TAGC is an important concept for VAT purposes, because such a transfer is not a taxable supply – no VAT is charged by the vendor and none is recovered by the purchaser.There are various criteria which have to be met for a transfer to qualify, the most important of which is that the new owner must become VAT registered for the transfer to be a TAGC. Another is that the new business must be the same as or not significantly different from the old one. A third is that the transfer must put the transferee in a position to run the business transferred.

For a vendor, it is essential that if the new owner claims to be taking over the business as a TAGC, you have evidence that the purchaser is VAT registered. If you do not do this, your proceeds of sale may be treated as including VAT at the appropriate rate. For a purchaser, it is essential that you do not pay VAT if you take over a business, are VAT registered and intend to operate a business which is the same as or similar to the business taken over. If you do, the VAT you pay will not be recoverable.
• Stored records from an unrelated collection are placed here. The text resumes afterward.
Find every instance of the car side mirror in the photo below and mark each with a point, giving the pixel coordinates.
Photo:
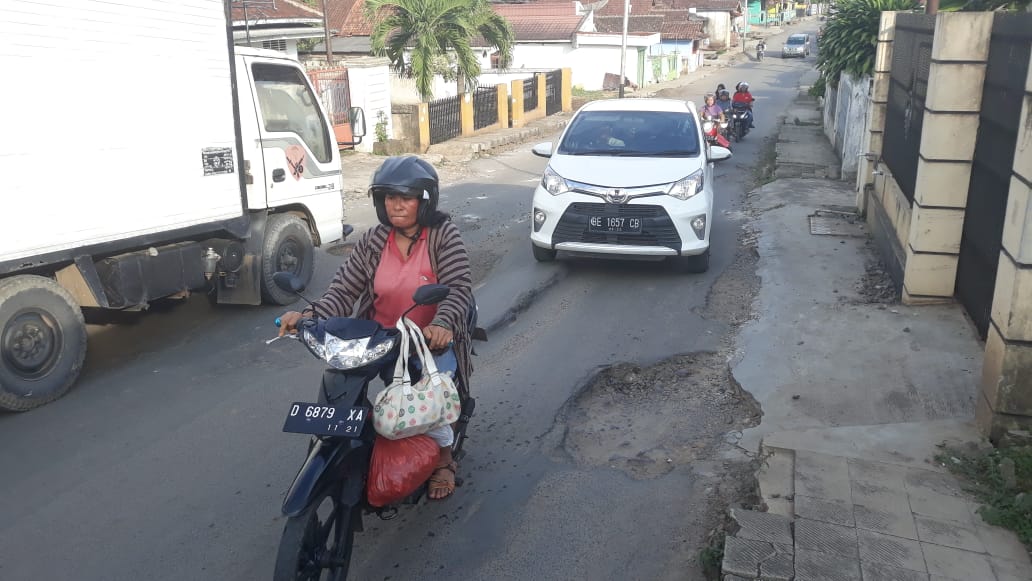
(288, 282)
(357, 118)
(719, 154)
(430, 294)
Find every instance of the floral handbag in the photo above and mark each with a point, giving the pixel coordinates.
(405, 409)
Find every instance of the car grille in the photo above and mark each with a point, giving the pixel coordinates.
(657, 228)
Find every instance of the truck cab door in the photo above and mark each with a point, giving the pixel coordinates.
(299, 165)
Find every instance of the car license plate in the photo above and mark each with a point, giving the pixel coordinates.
(621, 225)
(318, 419)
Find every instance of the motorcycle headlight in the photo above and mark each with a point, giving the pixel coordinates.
(347, 353)
(687, 187)
(553, 183)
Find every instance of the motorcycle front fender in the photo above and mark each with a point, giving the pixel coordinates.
(327, 463)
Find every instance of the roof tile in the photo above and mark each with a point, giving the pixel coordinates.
(270, 10)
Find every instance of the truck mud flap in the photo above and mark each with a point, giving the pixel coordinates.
(244, 287)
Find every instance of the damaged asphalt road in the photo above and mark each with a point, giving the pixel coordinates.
(604, 444)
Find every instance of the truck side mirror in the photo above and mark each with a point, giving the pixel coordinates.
(357, 117)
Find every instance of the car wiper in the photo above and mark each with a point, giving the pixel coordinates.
(591, 153)
(668, 153)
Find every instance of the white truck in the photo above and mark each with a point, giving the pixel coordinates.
(146, 157)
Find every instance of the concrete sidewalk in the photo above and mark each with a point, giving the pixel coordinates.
(857, 390)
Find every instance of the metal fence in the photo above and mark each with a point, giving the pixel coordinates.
(530, 94)
(446, 119)
(553, 92)
(485, 106)
(994, 156)
(331, 86)
(907, 89)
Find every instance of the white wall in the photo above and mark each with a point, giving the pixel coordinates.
(371, 89)
(718, 28)
(845, 120)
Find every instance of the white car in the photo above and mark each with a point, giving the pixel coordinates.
(629, 178)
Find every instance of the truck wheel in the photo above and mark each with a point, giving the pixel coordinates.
(42, 342)
(287, 248)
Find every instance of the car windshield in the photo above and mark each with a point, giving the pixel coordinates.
(632, 133)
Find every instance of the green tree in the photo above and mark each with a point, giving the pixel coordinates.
(850, 37)
(431, 30)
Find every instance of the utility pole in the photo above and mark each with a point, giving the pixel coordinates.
(623, 45)
(329, 51)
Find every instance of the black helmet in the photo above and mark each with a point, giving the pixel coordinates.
(407, 175)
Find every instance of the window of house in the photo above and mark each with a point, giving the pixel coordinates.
(289, 105)
(280, 44)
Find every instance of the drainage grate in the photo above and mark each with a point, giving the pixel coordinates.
(836, 223)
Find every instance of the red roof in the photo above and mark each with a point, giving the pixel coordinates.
(615, 7)
(672, 25)
(272, 9)
(614, 25)
(677, 29)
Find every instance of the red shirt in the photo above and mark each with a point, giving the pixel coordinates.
(744, 97)
(396, 280)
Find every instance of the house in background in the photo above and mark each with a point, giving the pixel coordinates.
(723, 18)
(276, 25)
(555, 34)
(681, 35)
(349, 29)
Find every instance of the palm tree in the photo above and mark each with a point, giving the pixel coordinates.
(431, 29)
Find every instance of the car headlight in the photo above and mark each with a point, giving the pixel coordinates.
(687, 187)
(553, 183)
(347, 353)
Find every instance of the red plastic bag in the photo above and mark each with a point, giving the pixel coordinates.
(399, 466)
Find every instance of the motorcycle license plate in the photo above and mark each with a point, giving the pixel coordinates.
(318, 419)
(621, 225)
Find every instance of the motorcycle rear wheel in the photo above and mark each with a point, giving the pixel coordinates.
(319, 539)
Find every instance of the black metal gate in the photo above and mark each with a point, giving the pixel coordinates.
(994, 158)
(530, 94)
(553, 92)
(485, 106)
(907, 89)
(446, 119)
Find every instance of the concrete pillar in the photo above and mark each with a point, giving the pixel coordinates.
(424, 127)
(465, 114)
(876, 113)
(503, 94)
(1005, 394)
(516, 103)
(960, 52)
(568, 93)
(542, 92)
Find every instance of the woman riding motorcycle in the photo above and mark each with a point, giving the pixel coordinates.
(414, 245)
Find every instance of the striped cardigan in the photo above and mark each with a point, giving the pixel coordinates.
(351, 292)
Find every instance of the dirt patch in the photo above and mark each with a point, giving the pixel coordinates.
(876, 286)
(647, 421)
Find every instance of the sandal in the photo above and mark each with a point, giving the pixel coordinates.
(442, 483)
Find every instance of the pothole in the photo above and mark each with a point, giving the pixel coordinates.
(648, 421)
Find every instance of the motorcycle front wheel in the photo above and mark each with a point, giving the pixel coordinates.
(319, 539)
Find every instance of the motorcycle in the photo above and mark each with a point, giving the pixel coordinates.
(715, 131)
(740, 121)
(326, 501)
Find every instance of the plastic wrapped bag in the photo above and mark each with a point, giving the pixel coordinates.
(399, 466)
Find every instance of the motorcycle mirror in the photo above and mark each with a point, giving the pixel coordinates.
(719, 154)
(430, 294)
(288, 282)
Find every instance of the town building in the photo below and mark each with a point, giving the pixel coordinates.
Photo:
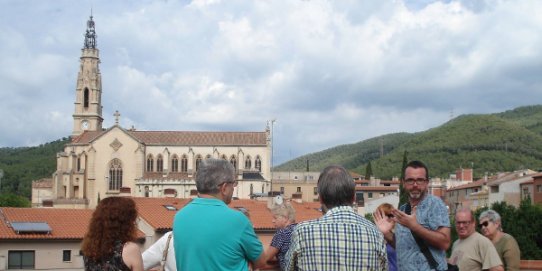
(101, 162)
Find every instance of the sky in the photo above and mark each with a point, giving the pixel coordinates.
(328, 72)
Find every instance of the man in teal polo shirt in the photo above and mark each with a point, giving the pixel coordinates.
(208, 235)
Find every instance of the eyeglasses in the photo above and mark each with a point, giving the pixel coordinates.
(419, 181)
(484, 224)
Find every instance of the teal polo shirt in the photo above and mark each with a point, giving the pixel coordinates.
(208, 235)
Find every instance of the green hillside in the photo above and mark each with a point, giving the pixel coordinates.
(490, 143)
(24, 164)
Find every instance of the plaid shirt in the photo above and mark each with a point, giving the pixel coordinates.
(340, 240)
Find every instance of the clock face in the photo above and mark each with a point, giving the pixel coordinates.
(84, 125)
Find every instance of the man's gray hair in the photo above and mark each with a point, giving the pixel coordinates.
(492, 216)
(212, 173)
(336, 187)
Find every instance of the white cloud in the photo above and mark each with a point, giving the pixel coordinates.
(330, 72)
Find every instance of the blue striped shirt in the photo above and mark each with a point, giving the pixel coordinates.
(340, 240)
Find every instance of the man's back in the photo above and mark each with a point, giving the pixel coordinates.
(340, 240)
(211, 236)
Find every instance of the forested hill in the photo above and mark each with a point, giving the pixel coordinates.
(490, 143)
(22, 165)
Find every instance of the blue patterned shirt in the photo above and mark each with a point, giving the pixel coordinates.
(432, 214)
(281, 241)
(340, 240)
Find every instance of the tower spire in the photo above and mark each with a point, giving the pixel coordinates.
(90, 35)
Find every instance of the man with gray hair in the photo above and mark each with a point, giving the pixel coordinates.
(208, 235)
(341, 239)
(472, 251)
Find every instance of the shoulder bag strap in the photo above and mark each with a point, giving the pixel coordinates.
(421, 244)
(164, 255)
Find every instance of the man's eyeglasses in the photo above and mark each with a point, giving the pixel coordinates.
(419, 181)
(234, 183)
(484, 224)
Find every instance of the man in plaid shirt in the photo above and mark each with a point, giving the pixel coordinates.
(341, 239)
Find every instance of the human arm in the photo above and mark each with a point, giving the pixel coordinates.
(511, 255)
(153, 255)
(131, 255)
(496, 268)
(439, 238)
(385, 225)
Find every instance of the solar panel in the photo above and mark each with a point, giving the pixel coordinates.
(31, 227)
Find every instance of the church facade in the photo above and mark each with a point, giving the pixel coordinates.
(100, 162)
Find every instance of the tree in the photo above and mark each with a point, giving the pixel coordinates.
(368, 171)
(12, 200)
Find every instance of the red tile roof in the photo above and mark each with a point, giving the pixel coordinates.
(377, 188)
(190, 138)
(153, 212)
(64, 223)
(478, 183)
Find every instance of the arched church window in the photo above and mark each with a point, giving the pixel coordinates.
(175, 163)
(159, 163)
(184, 163)
(85, 98)
(150, 163)
(198, 161)
(258, 163)
(233, 161)
(115, 175)
(248, 163)
(78, 164)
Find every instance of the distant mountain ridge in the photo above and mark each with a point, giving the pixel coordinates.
(489, 143)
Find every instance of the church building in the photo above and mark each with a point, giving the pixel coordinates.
(101, 162)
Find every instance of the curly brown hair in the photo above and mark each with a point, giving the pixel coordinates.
(112, 221)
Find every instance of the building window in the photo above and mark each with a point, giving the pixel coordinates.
(85, 98)
(159, 163)
(66, 255)
(198, 161)
(495, 189)
(115, 175)
(233, 161)
(175, 164)
(258, 163)
(184, 164)
(150, 163)
(248, 163)
(21, 259)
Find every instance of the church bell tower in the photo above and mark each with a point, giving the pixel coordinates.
(88, 93)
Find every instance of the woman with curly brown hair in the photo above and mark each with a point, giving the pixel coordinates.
(109, 243)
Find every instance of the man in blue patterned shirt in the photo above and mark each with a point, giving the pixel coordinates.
(341, 239)
(425, 216)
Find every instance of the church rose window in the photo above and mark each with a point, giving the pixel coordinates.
(115, 175)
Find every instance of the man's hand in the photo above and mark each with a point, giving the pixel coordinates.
(384, 223)
(402, 218)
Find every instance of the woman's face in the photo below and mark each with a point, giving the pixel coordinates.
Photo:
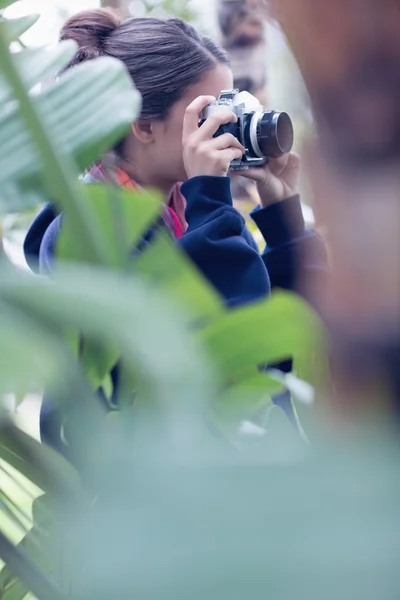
(167, 146)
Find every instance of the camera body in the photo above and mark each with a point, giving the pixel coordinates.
(263, 134)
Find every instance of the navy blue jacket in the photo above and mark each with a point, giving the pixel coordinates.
(219, 243)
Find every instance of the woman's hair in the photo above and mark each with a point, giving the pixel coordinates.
(163, 57)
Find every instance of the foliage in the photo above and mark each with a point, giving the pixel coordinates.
(179, 482)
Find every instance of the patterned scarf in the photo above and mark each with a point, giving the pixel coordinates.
(173, 215)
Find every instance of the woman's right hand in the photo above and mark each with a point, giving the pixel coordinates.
(202, 153)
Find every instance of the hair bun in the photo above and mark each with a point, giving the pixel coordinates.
(90, 29)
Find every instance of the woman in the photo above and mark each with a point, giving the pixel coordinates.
(178, 73)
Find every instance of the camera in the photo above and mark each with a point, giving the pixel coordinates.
(263, 134)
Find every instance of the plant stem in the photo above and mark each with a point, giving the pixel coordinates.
(59, 172)
(22, 567)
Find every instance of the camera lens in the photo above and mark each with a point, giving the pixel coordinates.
(271, 134)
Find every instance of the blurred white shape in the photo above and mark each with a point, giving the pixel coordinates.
(249, 429)
(301, 390)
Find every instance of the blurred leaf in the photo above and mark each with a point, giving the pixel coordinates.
(123, 216)
(97, 361)
(14, 28)
(299, 389)
(27, 571)
(28, 355)
(5, 3)
(243, 399)
(98, 94)
(270, 331)
(125, 314)
(40, 464)
(171, 272)
(37, 64)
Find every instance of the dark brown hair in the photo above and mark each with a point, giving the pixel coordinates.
(163, 57)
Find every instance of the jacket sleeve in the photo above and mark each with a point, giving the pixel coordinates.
(219, 243)
(295, 257)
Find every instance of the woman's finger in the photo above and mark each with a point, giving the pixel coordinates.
(226, 140)
(192, 115)
(213, 123)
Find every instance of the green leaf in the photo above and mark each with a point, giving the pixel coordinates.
(171, 272)
(37, 64)
(12, 588)
(270, 331)
(47, 469)
(5, 3)
(123, 217)
(28, 356)
(87, 111)
(299, 389)
(97, 361)
(14, 28)
(125, 314)
(27, 571)
(243, 399)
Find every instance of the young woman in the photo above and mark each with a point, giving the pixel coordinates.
(178, 73)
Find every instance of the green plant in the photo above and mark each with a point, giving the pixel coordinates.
(156, 477)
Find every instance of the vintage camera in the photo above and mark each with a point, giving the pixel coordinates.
(264, 134)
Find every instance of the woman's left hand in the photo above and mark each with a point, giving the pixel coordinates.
(277, 180)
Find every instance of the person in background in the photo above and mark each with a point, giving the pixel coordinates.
(178, 73)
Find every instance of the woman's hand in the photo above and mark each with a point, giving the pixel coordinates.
(277, 180)
(203, 154)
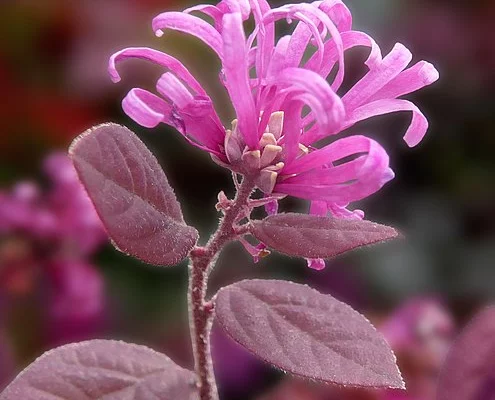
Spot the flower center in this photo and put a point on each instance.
(266, 161)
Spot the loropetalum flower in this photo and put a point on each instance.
(288, 97)
(50, 237)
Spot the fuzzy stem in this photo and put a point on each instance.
(201, 310)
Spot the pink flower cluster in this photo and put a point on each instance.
(288, 98)
(49, 237)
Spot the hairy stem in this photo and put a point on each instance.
(201, 310)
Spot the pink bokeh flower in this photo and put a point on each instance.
(288, 98)
(48, 237)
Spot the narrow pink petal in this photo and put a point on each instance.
(328, 174)
(224, 7)
(311, 16)
(172, 88)
(292, 130)
(241, 6)
(299, 41)
(328, 154)
(377, 77)
(369, 178)
(265, 37)
(235, 64)
(418, 76)
(145, 108)
(338, 13)
(349, 40)
(192, 25)
(316, 93)
(278, 61)
(201, 123)
(157, 57)
(318, 208)
(416, 130)
(212, 11)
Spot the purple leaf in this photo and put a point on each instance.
(302, 331)
(311, 236)
(102, 369)
(132, 195)
(469, 369)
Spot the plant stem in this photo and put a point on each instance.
(201, 310)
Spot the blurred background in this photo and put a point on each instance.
(60, 280)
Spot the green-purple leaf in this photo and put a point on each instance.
(469, 369)
(311, 236)
(132, 195)
(302, 331)
(102, 369)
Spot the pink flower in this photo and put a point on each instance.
(49, 237)
(285, 105)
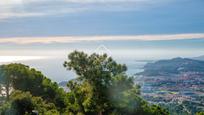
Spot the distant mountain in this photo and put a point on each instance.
(199, 58)
(173, 66)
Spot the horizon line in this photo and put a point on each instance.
(72, 39)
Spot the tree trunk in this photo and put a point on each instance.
(7, 91)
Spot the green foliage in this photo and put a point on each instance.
(22, 103)
(200, 113)
(21, 77)
(102, 87)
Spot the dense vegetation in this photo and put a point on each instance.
(100, 88)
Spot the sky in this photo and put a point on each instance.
(47, 30)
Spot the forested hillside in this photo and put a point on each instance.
(101, 87)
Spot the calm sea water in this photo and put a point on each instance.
(53, 67)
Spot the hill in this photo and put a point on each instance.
(173, 66)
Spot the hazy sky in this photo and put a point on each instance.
(100, 17)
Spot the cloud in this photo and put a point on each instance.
(71, 39)
(30, 8)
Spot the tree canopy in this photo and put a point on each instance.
(101, 87)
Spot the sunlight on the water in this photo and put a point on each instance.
(4, 59)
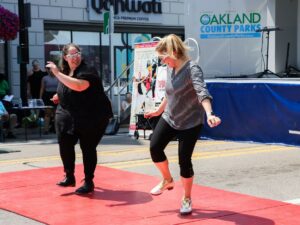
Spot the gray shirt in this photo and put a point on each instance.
(185, 92)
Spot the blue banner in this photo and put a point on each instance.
(259, 112)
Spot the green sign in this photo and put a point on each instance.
(106, 22)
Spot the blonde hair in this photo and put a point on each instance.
(172, 46)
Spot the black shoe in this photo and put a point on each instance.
(86, 188)
(67, 182)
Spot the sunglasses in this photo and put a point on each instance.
(74, 55)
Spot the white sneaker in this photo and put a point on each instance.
(163, 185)
(186, 206)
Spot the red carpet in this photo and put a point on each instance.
(122, 198)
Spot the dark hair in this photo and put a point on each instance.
(64, 66)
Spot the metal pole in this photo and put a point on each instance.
(23, 47)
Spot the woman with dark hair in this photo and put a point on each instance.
(82, 114)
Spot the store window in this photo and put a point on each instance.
(96, 51)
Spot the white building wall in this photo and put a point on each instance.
(69, 11)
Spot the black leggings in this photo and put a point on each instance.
(187, 139)
(88, 138)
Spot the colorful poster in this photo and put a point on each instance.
(149, 78)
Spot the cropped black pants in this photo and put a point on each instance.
(89, 138)
(163, 134)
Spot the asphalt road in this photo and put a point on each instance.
(267, 171)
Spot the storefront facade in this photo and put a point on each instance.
(56, 23)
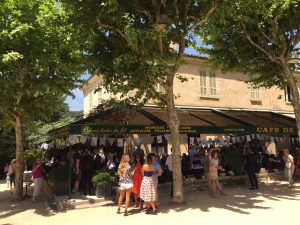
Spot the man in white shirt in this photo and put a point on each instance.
(169, 163)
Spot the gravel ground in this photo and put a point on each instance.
(274, 203)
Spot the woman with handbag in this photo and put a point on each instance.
(289, 166)
(125, 182)
(137, 180)
(148, 187)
HM Revenue and Customs (HMRC) can be very tough on this. In a recent case, a seaside café, which had taken over drinks stock from the upmarket eatery that preceded it, had to go to the Tribunal to win its argument that the transfer was not a TAGC and it did not have to register for VAT (its takings being below the VAT registration threshold). In another case, HMRC opposed the recovery of input tax paid by a couple who took over a country pub and they only won the argument because although the VAT registration and licence were in their names, the freehold title was in their names and that of their son. This meant that the couple could not take over the trade without entering into a lease, which meant TAGC was avoided…a lucky escape for the couple as the VAT involved was more than £30,000 and the failure was inadvertent!